Ca²⁺ oscillation and c-fos gene expression induced via muscarinic acetylcholine receptor in human T- and B-cell lines

Abstract.

We previously reported that blood acetylcholine (ACh) mainly originates from T-lymphocytes and that muscarinic (Ms) ACh receptor mRNA is expressed in both T- and B-lymphocytes. In the present study, we used confocal laser scanning microscopy and fluo-3, a calcium-sensitive indicator, to investigate the effects of Ms-ACh receptor agonists on the intracellular free Ca²⁺ concentration ([Ca²⁺]_i) in single cells from human T-cell (CEM) and B-cell (Daudi) lines, which we used as models of lymphocytes.

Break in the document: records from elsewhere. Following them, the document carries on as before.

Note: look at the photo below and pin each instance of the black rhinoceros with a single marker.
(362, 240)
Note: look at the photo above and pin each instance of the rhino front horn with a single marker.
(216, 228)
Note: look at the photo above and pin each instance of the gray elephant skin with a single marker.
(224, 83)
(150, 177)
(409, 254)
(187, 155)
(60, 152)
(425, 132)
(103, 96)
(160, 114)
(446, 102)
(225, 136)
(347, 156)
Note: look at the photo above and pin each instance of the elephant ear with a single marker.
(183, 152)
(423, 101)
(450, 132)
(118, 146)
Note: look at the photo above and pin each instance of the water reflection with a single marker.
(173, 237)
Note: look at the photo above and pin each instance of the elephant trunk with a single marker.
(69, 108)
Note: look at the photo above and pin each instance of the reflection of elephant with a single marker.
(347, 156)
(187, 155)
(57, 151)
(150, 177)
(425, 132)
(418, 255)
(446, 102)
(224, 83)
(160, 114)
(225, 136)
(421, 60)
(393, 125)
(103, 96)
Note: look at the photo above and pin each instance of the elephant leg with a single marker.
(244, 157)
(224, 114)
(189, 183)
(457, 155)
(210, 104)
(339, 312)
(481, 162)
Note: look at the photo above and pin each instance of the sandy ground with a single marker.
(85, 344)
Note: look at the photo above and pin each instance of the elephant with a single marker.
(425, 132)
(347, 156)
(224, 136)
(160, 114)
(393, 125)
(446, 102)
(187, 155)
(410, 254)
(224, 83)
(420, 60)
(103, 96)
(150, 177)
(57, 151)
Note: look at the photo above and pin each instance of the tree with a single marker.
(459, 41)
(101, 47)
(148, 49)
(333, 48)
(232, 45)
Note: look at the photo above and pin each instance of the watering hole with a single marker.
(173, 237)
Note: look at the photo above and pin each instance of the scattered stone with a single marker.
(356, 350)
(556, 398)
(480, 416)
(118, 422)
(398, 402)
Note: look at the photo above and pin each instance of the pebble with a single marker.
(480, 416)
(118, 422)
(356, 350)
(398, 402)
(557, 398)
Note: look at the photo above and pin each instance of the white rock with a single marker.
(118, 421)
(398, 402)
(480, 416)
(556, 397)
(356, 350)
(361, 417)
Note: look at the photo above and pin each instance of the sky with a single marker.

In both cell lines, stimulation of Ms-ACh receptors with ACh (0.1–100 µM), bethanechol (100 µM), carbachol (100 µM) or oxotremorine-M (Oxo-M; 0.1–100 µM) induced [Ca²⁺]_i-dependent increases in fluo-3 fluorescence, which in the presence of extracellular Ca²⁺ were followed by oscillations in [Ca²⁺]_i that persisted for at least 10 min. All effects were completely blocked by atropine (1 µM), an Ms-ACh receptor antagonist. In both cell lines Oxo-M (100 µM) up-regulated expression of c-fos mRNA in an extracellular Ca²⁺-dependent manner. Again, the effect was blocked by 1 µM atropine. These results provide the first evidence that stimulation of Ms-ACh receptors induces Ca²⁺ oscillations and up-regulates c-fos gene expression in T- and B-lymphocytes, which is consistent with the notion that ACh released from T-lymphocytes triggers nuclear signaling via Ms-ACh receptors.